With the economy in the midst of the deepest downturn since the Great Depression, now is not the time to impose these taxes on low- and middle-income households. Yet national renewal on the scale Obama has proposed will require major sources of new revenue in the long run. We can't borrow money from the Chinese to pay for universal health care, expanded investment in education and infrastructure, increased scientific research, and more. Future taxes will clearly have to rise by more than suggested in the president's recent budget proposals. But raising taxes has always been the third rail of American politics. If we postpone decisions about how to raise more revenue until after the economy has regained its footing, we are likely to remain saddled with our current dysfunctional system.

Recent research in behavioral economics shows a way to structure tax increases to avoid reflexive opposition. Studies suggest that tax resistance is rooted in loss aversion—according to which a loss of any given magnitude causes much more pain than the pleasure from a gain of the same size. Adding any new tax right now would mean further cuts in consumption, which would trigger additional paroxysms of loss aversion. New taxes would be much easier to accept if they required not an absolute reduction in current consumption but rather only a smaller increase in future consumption.

Evidence for this claim comes from experience with Save More Tomorrow, a program devised by the economists Richard Thaler and Shlomo Benartzi, PhD '94. Under their program, employees of a company can commit now to divert some portion of their next pay raise into their 401(k) account. Employees with this option save dramatically more than those whose only option is to save more right away.

In the same spirit, Congress could enact Tax More Tomorrow legislation. That is, it could enact legislation today calling for new taxes to begin phasing in only after economic growth has resumed in earnest—for example, only after the unemployment rate has again fallen below a suitable target, perhaps 6 percent. Loss aversion would thus be sidestepped, because the typical family's income net of tax would still be higher each year than the year before. Consumers and producers can adapt to new taxes more efficiently if they are phased in gradually. Gasoline taxes, for example, could be increased by ten cents per gallon for each of the twenty months after the target unemployment rate is reached.

It is time to discard childish ideas. It is not true, as we were urged to believe in recent years, that an invisible hand driven by greed serves up the greatest good for all.The same unemployment rate could trigger launch of the progressive consumption tax. At first, we could collect income taxes as before and levy a progressive surtax only on consumption in excess of some high threshold—say, $500,000 annually. The threshold could then be lowered gradually until the consumption tax completely replaced the income tax. Or, as the economist Larry Seidman has proposed, we could retain the current income tax permanently and supplement it with a progressive surtax levied only on extremely high levels of consumption. Since this surtax would apply to less than 1 percent of households, Seidman's approach would be administratively far simpler and hence likely to provoke less political resistance. In either form, such legislation would calm the bond market's fears of lingering deficits and deter speculative attacks on the dollar.

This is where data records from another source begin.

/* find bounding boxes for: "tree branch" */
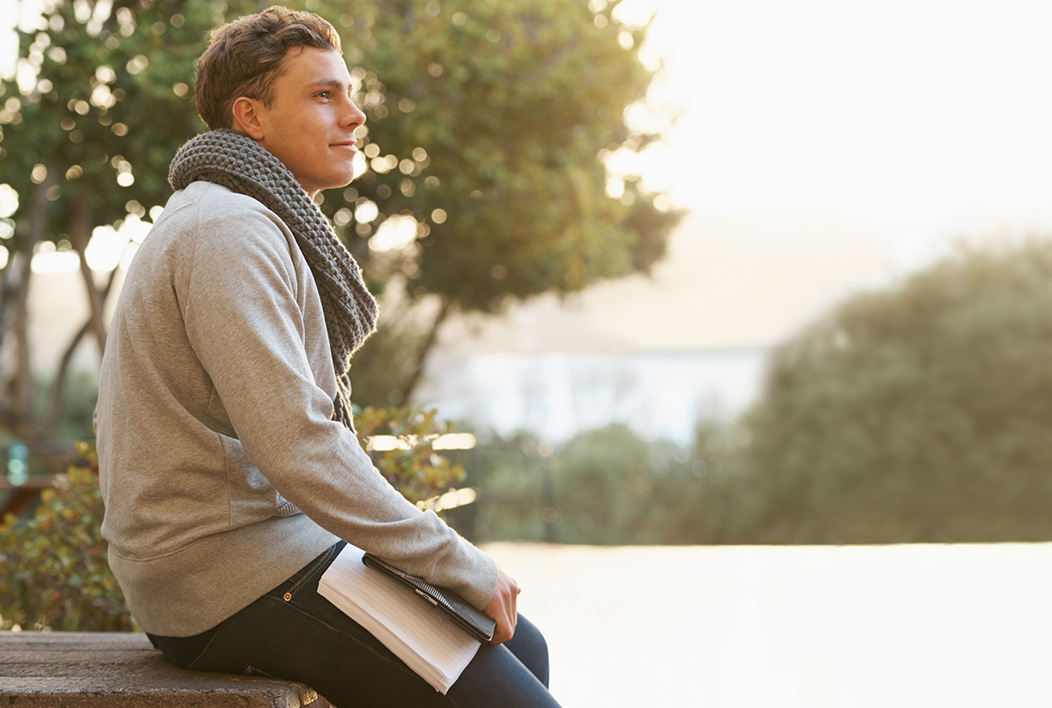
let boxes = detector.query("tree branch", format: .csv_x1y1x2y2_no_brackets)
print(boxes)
45,263,122,436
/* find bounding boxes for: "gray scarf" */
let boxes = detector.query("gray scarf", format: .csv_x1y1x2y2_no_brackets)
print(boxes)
168,128,378,429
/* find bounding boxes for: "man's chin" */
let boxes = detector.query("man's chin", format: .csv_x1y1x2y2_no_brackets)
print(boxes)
311,172,359,194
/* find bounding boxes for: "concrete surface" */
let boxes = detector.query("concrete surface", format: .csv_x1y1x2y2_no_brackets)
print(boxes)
0,632,328,707
481,542,1052,708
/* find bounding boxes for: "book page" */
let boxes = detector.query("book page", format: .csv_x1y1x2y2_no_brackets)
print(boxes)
318,544,482,694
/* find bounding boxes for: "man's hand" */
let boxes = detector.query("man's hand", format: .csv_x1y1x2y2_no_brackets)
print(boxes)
483,567,521,645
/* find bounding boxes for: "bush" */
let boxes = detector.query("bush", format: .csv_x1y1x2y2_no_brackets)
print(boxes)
444,431,556,543
354,406,466,509
462,424,725,545
548,424,671,544
445,422,750,545
738,240,1052,543
0,442,134,631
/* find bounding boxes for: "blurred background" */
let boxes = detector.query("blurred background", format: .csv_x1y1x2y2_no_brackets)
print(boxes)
8,4,1052,706
5,0,1052,571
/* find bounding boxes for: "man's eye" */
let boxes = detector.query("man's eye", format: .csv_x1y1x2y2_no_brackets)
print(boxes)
317,91,329,99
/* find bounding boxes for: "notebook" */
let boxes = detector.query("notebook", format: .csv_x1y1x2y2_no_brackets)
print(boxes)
362,552,496,643
317,544,483,694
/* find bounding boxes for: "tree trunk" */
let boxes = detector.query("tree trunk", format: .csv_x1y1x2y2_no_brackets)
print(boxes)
68,191,107,356
1,176,53,439
0,258,13,352
6,250,35,439
396,298,453,405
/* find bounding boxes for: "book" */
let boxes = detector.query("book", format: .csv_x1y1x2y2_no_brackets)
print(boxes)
362,552,496,643
317,543,483,694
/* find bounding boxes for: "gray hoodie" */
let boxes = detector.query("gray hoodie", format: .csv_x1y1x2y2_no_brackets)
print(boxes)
95,182,496,637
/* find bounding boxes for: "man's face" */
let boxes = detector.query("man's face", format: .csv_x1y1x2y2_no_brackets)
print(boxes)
252,47,365,197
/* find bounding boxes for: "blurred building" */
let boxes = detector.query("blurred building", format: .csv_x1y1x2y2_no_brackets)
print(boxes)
14,261,107,383
415,211,891,444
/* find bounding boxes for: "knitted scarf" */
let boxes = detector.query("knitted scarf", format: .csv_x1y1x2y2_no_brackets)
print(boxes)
168,128,378,430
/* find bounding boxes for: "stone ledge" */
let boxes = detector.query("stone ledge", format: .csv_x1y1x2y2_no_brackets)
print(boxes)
0,632,330,707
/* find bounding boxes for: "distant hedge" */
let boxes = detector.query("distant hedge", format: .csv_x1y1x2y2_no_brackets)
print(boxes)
734,239,1052,543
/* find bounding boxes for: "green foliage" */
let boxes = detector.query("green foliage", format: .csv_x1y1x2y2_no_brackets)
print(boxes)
739,240,1052,543
444,431,554,542
33,370,99,442
319,0,680,313
1,0,679,426
550,423,666,544
460,240,1052,546
1,0,676,296
0,442,134,631
0,0,224,246
354,406,466,507
549,423,731,544
456,424,729,545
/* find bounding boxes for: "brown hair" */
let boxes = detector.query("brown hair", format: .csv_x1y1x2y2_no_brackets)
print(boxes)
194,6,342,130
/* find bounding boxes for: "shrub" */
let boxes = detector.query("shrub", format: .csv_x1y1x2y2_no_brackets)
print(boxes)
546,423,720,545
354,406,467,509
446,423,748,545
740,240,1052,543
444,431,555,543
0,442,134,631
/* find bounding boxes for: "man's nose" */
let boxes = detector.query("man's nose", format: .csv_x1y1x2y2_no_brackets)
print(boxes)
342,99,366,130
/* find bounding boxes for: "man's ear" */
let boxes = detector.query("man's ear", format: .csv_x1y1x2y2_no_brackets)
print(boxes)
231,97,265,140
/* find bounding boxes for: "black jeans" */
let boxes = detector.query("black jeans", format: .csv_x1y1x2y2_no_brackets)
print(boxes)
148,542,561,707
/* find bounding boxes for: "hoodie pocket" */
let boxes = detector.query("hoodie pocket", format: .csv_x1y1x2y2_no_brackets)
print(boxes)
219,433,301,524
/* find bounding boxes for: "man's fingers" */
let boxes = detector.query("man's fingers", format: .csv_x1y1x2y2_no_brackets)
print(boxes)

Adopting a progressive consumption tax that would take effect only when the economy again reached full employment would promote both short-term stimulus and long-run fiscal balance in a single stroke. Any family that was contemplating a large purchase in the coming years would have a powerful incentive to spend that money right away to avoid the future consumption levy. A strategically implemented progressive consumption tax is thus a conspicuous exception to the general rule that tax policy decisions confront us with painful tradeoffs between short- and long-term objectives.

Should a recession occur, a temporary cut in consumption taxes would actually provide a much more powerful stimulus than the traditional temporary cut in income taxes. People would benefit from a temporary consumption-tax cut only if they spent more right away. In contrast, consumers who fear that they might lose their jobs in a recession are often reluctant to spend a temporary income-tax cut.